IRELAND
Irish Times
Patsy McGarry
Fri, Jun 20, 2014
Some people have taken offence on behalf of Pope Francis because Mary McAleese, the former president, threw the word “bonkers” in his direction. One figure in the Catholic Church said it was unbecoming of a former head of state to speak this way. A letter writer to this paper described her remarks as terribly unfair.
Speaking at University College Dublin last Monday, to mark her receipt of the university’s Ulysses medal, McAleese criticised the pope’s plan to ask a synod of bishops next October to advise him about church teaching on the family.

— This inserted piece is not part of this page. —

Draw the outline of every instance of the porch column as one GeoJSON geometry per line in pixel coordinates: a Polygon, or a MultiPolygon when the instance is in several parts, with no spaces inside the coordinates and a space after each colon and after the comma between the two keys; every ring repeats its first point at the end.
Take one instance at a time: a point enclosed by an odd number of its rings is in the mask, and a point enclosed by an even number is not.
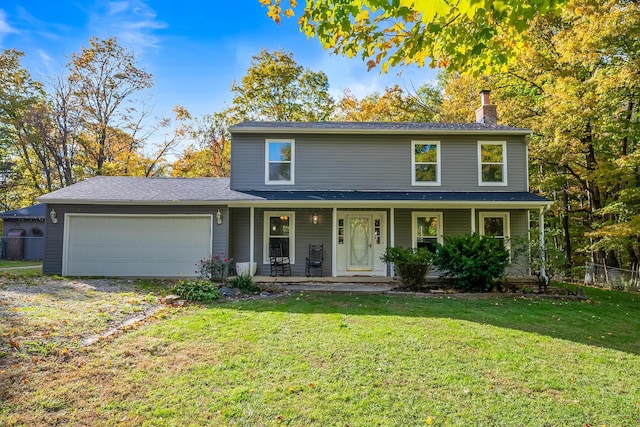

There was “something profoundly wrong and skewed” about asking “male celibates” to review the church’s teaching on family life, she said. “The very idea of 150 people who have decided they are not going to have any children, not going to have families, not going to be fathers and not going to be spouses – so they have no adult experience of family life as the rest of us know it – but they are going to advise the pope on family life, it is completely bonkers.”
Last year the Vatican circulated a questionnaire to Catholics worldwide seeking feedback on pastoral issues of marriage and family. In her interview last Monday McAleese said: “I wrote back and said I’ve got a much simpler questionnaire, and it’s only got one question, and here it is: ‘How many of the men who will gather to advise you as pope on the family have ever changed a baby’s nappy?’ I regard that as a very, very serious question.”
It’s doubtful whether the plain-speaking Pope Francis would take offence at any of this. He may disagree with the substance of what McAleese said, but its manner of expression would hardly faze him. After all, this is the pope who advised his clergy to get down and dirty among the people so they smell of them and who has spoken about the narcissism of popes and theologians.
As for McAleese, she is just being consistent.